As Willow and Wes sprinkled the chaoctive powder over Liam’s head, the little boy wrinkled his nose. He felt funny, fuzzy, and in his last moments, he did what he did best.

He sang.

“This is the wench song,” he sang. “It’s a song about wenches. It’s Faith’s song, cause she’s my best girl. It’s a song about fun and cookies and vamps and sodding blood. It’s a song about wenches. It’s a song for my Faith.”

Liam took a deep breath. “Ohhhhhhhhhhhhhhh,” he sang. “This is the Faith song.”

And with that, there was a sound like a vacuum, and a very confused and full sized Angel, band-aids plastered all over his body, his hair completely gel-less and utterly messed up, and his nails painted bright blue, cleared his throat.

“Guys,” he said, his memory fuzzy. “What’s going on?”

Xander snapped a picture. This was too good to be true. “Say cheese,” he told the vampire. “You’re covered in Barbie band-aids.”

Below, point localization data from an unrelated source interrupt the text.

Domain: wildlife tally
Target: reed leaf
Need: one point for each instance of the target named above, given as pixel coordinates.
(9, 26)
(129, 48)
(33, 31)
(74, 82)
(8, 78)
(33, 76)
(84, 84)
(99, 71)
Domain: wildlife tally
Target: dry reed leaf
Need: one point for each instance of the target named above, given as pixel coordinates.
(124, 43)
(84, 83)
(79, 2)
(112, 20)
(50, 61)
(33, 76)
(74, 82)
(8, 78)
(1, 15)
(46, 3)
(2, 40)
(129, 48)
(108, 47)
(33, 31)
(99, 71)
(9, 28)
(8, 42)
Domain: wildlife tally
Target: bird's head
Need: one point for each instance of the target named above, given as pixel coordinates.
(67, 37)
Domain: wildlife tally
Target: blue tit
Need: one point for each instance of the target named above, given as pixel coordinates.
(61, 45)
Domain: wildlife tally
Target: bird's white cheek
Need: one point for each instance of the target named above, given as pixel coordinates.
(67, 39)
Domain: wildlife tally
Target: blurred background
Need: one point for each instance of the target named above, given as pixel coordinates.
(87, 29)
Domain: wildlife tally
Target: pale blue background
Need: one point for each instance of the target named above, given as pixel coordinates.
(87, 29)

“Good look for you, Peaches,” Spike said. “And we’ll be needing to have a conversation about sheep here pretty soon.”

“Faith,” Angel said, the memories just almost in his mind. “Where’s my Faith?”

Upon hearing her name, Faith walked into the room, her face tear stained, but brave, her little hands jammed into the pockets of her jeans. She looked at Angel, long and hard for a moment, and then she smiled, a heartbreaking and almost tender expression on her face.

“I’m Faith,” she said, her hands moving to her hips. “What’s it to you?”

Angel shot sideways looks at the others in the room.

Wesley picked Faith up, and the little girl snuggled into his arms.

“Angel,” Wesley said. “I’d like you to meet my girl. My daughter.” He looked at Faith. “If that’s all right with you.”

Faith looked up at him. She’d never had a Daddy before. Not ever, cause she was ugly and bad and stupid and no Daddy had ever wanted her. Only now it was different. Because of Liam and Wes and Cordy and everyone. It was different now. Faith nodded her permission, a smile playing around the corner of her face. She and Liam had talked about Cordy and Wes being their mommy and daddy a lot.

“And Cordy?” Faith asked. “Am I Cordy’s, too?”

“Hell yeah,” Cordy replied. Then she looked sheepishly around the room. “Sorry,” she said. “They’re a bad influence on me.” No one commented on the fact that she’d been corrupted by four year olds, and Cordy brushed Faith’s hair out of her face. “Of course you’re my girl, too,” she said. “Someone’s got to pass on the fashion wisdom to you, and Wesley’s tortured rogue look still has tweed vibes.”

Wesley continued with the introductions. “And Faith,” he said. “This is Angel.”

Faith looked at Angel, hard for a moment. “I know,” she said. For a moment, the little girl saw Liam in the vampire’s eyes, and her own eyes sparkled with mischief. “Do you know any good songs?” she asked Angel. “I bet you’d make up really good songs.”

Before he knew it, Angel was singing. “Ohhhhhhhhhhh…” he trailed off and looked around the room. “Okay,” he said, “someone has to tell me why I have a sudden urge to sing a song about wenches.”

Xander snapped one last picture, finishing the roll, and Angel gingerly removed the Barbie band-aid from his forehead.

Faith leaned her head into Wesley’s chest.

She’d miss Liam forever, but for the first time in her life, it felt like she was home.